To get the landowner's share per acre, take that $17.5M, divide by 640 (assuming a normal section of 640 acres), and multiply by the royalty percentage. Say the landowner had a 25% royalty -- then the landowner's share out of that well would be $6835/acre over the life of the well.
Thanks Henry. That's easy enough!
JnP
all of these figures make me feel relly dumb. iF ALL i AM EXPECTED TO RECEIVE IN ROYALTIES over the life of a well is 8000.00 why in the world did I receive 17,500.00 for a lease. sec 02/17n/15w from twin cities AKA Chesapeake Makes those who say the royalties are more important than the lease money look kinda wrong.
alleyboy. Do you think the price of natural gas will average $3.50/mcfe over the life of your wells? And do you think you will only get one well? As opposed to 6 to 8? These are variables that have a tremendous impact on projected future earnings. Use the formula or the GHS royalty calculator and plug in whatever variables you care to use. I suggest that you use a well life average price per mcf in the $5.50 to $7.50 range and six wells. And keep in mind the example is for 1 acre.
Skip, What are your thoughts on the conventional thinking that it will currently take 6-8 wells to drain a 640 acre unit. We are currently in lease disscussions for some minerals in East Texas and the landmen for the O&G Co. are talking about less wells and higher total acreage units. They are saying that permiting guidelines in Texas are changing with respect to allow much larger units for horizontal completions (up to 1,000 acres). I then countered that if the units were that large than we could then expect 8 to 10 wells as the unit is filled in with production. Their reply was that it is uncertain at this point, but more likely to be in the 4 -5 range over that 1,000 acres) - which is much fewer wells that I have previously read about over that amount of land. Is it that the fracturing effeciency is increasing dramatically so that they could drain these larger units with fewer wells? I can't imagine that they would be wanting to leave any NG behind.

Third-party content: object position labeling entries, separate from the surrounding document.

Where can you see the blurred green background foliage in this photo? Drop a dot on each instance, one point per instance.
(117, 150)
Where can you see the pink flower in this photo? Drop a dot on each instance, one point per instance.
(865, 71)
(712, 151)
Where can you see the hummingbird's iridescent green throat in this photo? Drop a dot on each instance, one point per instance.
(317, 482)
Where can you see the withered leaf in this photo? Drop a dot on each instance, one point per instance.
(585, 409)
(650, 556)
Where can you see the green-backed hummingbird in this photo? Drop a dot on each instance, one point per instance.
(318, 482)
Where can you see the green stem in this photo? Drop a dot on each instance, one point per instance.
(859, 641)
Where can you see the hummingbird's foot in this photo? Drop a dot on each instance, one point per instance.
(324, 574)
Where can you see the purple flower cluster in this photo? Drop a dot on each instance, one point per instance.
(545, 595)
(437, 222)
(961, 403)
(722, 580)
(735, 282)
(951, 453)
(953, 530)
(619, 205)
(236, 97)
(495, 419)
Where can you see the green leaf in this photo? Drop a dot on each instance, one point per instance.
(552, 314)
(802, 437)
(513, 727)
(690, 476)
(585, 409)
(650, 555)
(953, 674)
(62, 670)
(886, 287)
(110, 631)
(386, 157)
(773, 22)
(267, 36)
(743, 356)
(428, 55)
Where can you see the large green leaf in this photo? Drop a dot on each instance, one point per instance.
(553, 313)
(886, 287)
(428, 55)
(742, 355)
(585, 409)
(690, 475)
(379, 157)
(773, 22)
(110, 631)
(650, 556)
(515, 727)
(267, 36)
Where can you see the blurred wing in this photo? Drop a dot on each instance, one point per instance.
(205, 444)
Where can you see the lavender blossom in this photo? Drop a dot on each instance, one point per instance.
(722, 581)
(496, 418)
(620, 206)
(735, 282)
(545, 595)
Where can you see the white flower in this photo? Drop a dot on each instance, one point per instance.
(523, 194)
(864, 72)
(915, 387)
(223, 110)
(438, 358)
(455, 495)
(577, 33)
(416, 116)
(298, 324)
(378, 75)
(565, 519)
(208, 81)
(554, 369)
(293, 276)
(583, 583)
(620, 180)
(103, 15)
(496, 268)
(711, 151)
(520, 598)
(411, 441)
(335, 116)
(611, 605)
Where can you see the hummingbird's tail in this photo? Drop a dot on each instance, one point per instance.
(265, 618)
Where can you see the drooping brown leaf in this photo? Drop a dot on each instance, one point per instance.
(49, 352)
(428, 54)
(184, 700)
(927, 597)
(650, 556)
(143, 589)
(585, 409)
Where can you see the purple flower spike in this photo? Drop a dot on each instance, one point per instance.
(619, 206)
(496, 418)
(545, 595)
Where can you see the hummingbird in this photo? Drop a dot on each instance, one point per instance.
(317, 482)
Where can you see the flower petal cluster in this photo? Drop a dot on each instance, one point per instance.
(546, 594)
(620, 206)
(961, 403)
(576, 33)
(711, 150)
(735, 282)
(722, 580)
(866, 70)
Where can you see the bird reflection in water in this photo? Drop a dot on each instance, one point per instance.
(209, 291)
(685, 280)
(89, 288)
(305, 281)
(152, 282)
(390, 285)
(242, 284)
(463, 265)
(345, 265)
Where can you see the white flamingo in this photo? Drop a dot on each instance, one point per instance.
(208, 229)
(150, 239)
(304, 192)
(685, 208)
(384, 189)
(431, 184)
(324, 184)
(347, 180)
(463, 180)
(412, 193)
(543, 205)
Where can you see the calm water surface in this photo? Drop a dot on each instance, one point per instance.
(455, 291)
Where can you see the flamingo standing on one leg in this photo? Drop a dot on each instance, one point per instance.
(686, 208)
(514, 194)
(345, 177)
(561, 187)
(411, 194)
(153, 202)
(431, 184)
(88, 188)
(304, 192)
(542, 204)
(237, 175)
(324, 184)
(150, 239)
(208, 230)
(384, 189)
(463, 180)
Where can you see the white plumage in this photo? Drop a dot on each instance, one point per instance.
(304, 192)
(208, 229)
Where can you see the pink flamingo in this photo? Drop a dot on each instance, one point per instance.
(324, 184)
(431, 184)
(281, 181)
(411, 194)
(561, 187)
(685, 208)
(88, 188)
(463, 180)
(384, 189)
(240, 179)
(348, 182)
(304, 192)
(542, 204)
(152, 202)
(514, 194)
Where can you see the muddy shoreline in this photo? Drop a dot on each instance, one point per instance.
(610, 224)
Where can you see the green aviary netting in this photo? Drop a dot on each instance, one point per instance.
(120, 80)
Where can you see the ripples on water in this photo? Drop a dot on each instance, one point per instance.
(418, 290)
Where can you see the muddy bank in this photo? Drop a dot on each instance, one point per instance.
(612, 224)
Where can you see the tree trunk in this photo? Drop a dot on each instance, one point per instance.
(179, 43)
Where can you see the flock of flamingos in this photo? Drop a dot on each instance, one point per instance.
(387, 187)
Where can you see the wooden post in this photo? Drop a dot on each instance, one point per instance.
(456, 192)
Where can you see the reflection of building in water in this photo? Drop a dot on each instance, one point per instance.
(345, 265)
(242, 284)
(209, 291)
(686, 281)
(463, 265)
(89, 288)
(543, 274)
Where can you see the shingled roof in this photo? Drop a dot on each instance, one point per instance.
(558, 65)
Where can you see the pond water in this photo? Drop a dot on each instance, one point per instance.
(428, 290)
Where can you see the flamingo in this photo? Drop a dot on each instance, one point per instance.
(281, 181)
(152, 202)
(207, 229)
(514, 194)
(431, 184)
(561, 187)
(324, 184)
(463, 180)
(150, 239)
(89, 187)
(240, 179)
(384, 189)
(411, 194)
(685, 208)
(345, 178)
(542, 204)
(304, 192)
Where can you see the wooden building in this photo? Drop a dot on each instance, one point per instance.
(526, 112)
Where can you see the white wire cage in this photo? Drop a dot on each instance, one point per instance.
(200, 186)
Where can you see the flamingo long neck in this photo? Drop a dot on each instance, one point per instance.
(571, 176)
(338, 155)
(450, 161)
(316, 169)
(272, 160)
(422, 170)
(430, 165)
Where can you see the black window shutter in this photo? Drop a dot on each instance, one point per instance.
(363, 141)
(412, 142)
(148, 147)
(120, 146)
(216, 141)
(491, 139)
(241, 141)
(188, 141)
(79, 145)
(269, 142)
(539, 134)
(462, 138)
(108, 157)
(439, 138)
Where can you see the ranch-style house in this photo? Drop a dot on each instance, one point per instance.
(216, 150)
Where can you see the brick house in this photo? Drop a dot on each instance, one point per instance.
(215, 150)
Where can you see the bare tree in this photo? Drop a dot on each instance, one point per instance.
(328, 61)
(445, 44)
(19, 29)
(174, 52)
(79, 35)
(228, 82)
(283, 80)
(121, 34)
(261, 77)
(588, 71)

Similar question would be that as the technology improves to allow fewer wells to get the drainage job done, is it safe to assume that then that each of those corresponding wells would have a proportionally higher EUR's (i.e. fewer wells over the acreage of the unit - but each well then producing higher rate for a longer period than the current 640 acre/6-8 well assumptions)?

Thoughts?

Thanks.
Whoa, D. That's Shalegeo and Grillin' Mmmarkkk territory. LOL! I take a much simpler approach but then again that's the landman in me. Ask yourself if the operator of a unit would intentionally develop in a manner likely to leave otherwise recoverable hydrocarbons behind? In other words, the operator, the lessee (if different) and the mineral owner all have the same interest in maximizing economic production. I doubt seriously that any operator would drill fewer wells and leave more gas behind in an effort to deny mineral owners their full royalty share. If technology advances to the point where fewer wells effectively drain a unit, the operator will likely employ that technology. If they fear that fewer wells drilled differently will have a significant negative impact on the EUR for that unit, they will not employ that technology. Also the LA. Office of Conservation and, in your example, the Texas Railroad Commission are motivated by the state's desire to enable exploration and enhance production as a source of revenue. They will not grant greater spacing regulations if they think it will reduce production. Those entities were established and exist for the purpose of ensuring that hydrocarbons are produced in a manner likely to produce the highest percentage of recovery.
I believe Skip has hit it! The companies will be driven to drill the right number of wells to effeciently drain the reserves, regardless of the unit size. Now, when those wells get drilled is a bigger unknown. In the next few years, maybe only 4 will get drilled but over time the optimum will get drilled.

There are efforts to expand the size of the units that horizontals will "hold". It is a more efficient use of capital from a drillers standpoint. reduces amount of lease expirations and re-leasing that has to be done.
There will be more than one well per 640 acres. I can guarantee you that. Say there were 7 more wells. Multiply that number by 7 and you get some good looking money.